KL faces difficulties with foreign workers

By Stefan Klein

SINGAPORE (DPA): In the good old days when the terms "bankrupt" and "unemployment" were still unknown in the southeast Asian boom countries, Malaysia saw fit to erect a potent symbol of its rise to glory. And so they constructed the highest building in the world in the middle of Kuala Lumpur.

Those who built it were Bangladeshis, Indonesians and Filipinos -- badly-paid foreigners who did all the jobs that the locals did not deign to perform.

At the peak of its development, the Malaysian economy attracted two million foreign workers, almost half of whom were illegal. The government turned a blind eye, for while there was a shortage of jobs in Europe, it was the other way round in southeast Asia: there were more jobs there than workers to do them.

Soon, 80 percent of Malaysia 700,000 building-site workers were foreigners. It was the same story in Thailand, where the boom drew in more than a million foreign workers.

Now the wave is supposed to roll back again. The once welcome helpers of yesterday have become parasites with the advent of the great depression, depriving locals of jobs and the main scapegoats for rising criminality and increasing of social ailments.

This is the message coming from several countries whose governments plan to send hundreds of thousands of foreign workers back to their countries of origin to free up jobs for local workers.

The main motive for this must be viewed as populist. In Thailand the numbers of unemployed could reach two million this year, in Malaysia one million. By clearing their markets so demonstratively of foreign competition the governments make a good impression.

But beyond this the measures make little sense -- on practical grounds alone. Illegal aliens are hard to catch and having them rounded up and sent to deportation camps -- which is what the Thai government plans -- unavoidably raises human rights questions. And once deported, they can easily return.

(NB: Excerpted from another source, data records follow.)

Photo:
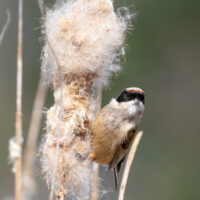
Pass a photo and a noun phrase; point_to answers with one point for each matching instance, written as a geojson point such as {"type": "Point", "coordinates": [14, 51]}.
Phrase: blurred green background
{"type": "Point", "coordinates": [163, 58]}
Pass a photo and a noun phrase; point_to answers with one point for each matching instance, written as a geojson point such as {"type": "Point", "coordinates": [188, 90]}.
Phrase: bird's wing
{"type": "Point", "coordinates": [120, 154]}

Take the Myanmar people, who make up two-thirds of all illegal foreigners in Thailand. They can return at any time, the 1,000- kilometer green border is hardly an obstacle.

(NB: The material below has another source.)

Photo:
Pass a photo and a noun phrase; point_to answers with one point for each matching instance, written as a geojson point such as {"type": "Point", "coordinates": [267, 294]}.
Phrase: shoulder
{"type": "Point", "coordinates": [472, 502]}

It is also doubtful that the locals are eagerly awaiting the jobs made free by the expulsions. These are "3-D jobs" (dirty, difficult, dangerous) which are also poorly paid and thus belong in the foreigners' domain.

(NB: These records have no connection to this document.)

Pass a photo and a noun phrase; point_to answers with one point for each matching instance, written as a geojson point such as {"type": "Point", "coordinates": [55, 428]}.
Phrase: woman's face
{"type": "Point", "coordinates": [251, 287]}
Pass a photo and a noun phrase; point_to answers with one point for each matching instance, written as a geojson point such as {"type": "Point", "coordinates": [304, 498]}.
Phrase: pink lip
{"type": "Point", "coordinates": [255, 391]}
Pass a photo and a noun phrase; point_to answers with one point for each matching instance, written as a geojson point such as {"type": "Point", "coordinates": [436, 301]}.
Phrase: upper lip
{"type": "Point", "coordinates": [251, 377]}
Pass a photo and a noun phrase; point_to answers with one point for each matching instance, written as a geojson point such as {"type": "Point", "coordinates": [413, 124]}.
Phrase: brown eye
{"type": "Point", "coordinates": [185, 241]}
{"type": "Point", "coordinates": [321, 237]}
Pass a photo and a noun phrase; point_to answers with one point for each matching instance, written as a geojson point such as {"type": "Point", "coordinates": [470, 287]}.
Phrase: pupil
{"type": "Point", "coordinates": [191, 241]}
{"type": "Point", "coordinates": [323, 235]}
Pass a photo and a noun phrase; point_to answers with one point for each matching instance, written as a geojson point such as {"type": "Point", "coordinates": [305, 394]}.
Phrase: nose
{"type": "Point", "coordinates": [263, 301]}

Many Thais and Malaysians shudder at the thought of having to do these jobs. Employers in the building and fishing industries, for example, are probably not too happy with their governments' plans for deportations. After all, who is easier to exploit than an illegal foreign worker?

There are also problems for the deporting countries themselves also face problems, because they putting neighborly relations at risk.

But the last word on the matter has yet to be delivered. On a state visit to Jakarta, Malaysia's Prime Minister Mahathir Mohamad declared that there could be no question of deportations on a grand scale.